Google has announced new application performance management (APM) capabilities for developers with the introduction of Stackdriver APM and Stackdriver Profiler. These APM solutions are designed to give developers distributed tracing, debugging and profiling tools for their code.

According to the company, the APM tools are the same tools Google uses internally to monitor and fine tune their own apps. “Here at Google, we’re developers too, and we know that tracking down performance problems in your code can be hard—particularly if the application is live,” Morgan McLean, product manager for Google, wrote in a post.

Stackdriver Profiler is a production profiling solution that measures the impact of functions and code to determine an application’s overall performance. “If you don’t analyze code execution in production, unexpectedly resource-intensive functions increase the latency and cost of web services every day, without anyone knowing or being able to do anything about it,” McLean wrote. The profiler features the ability to analyze code execution, continuously run, uses statistical methods, minimizes the impact on targeted codebases, and identifies and remediates performance projects. The profiler is currently in public beta.

The Stackdriver APM solution consists of Stackdriver Trace and Stackdriver Debugger. Both are generally available today. StackDriver Debugger is a real-time application debugging solution. It features debugging in production, multiple source options, the ability to collaborate while debugging, debug snapshots, debug logpoints, conditional debugging and integration into existing developer workflows. “Without Debugger, finding these kinds of problems usually requires manually adding new log statements to application code, redeploying any affected services, analyzing logs to determine what is actually going wrong, and finally, either discovering and fixing the issue or adding additional log statements and starting the cycle all over again,” McLean wrote.

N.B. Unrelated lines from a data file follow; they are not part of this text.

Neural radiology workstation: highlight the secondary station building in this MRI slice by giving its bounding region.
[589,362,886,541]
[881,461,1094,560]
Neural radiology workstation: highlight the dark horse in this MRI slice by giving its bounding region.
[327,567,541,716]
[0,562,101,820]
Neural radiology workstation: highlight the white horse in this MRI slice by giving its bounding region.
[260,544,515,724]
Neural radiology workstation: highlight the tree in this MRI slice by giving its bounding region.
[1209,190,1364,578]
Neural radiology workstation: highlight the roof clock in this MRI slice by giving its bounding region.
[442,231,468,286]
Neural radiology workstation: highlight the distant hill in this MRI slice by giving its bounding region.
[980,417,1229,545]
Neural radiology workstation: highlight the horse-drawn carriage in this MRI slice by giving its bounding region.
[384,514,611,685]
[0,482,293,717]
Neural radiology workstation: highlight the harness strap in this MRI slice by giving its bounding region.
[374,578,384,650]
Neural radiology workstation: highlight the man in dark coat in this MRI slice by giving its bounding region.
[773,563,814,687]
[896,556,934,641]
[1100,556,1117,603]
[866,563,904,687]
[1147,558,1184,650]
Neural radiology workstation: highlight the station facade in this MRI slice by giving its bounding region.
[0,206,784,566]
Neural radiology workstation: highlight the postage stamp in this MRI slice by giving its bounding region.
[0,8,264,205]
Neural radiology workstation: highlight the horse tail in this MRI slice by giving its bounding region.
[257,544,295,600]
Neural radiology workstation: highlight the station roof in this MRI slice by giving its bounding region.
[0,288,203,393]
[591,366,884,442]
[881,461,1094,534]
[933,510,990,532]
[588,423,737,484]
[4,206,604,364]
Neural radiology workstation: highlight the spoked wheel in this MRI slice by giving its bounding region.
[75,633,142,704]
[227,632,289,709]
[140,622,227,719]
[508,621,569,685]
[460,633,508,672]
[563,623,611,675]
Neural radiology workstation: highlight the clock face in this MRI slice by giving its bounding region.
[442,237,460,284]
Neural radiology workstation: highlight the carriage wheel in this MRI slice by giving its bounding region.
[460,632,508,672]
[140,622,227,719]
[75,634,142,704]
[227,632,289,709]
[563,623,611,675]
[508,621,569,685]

Stackdriver Trace is designed to reduce latency by analyzing customer requests and performing root cause analysis. “Trace continuously samples requests, automatically captures their propagation and latency, presents the results for display, and finds any latency-related trends. You can also add custom metadata to your traces for deeper analysis,” McLean wrote.

Trace is based off the company’s large-scale distributed tracing solution Dapper.

In addition, the company announced integrations between Stackdriver Debugger, GitHub Enterprise and GitLab.

“All of these tools work with code and applications that run on any cloud or even on-premises infrastructure, so no matter where you run your application, you now have a consistent, accessible APM toolkit to monitor and manage the performance of your applications,” McLean wrote.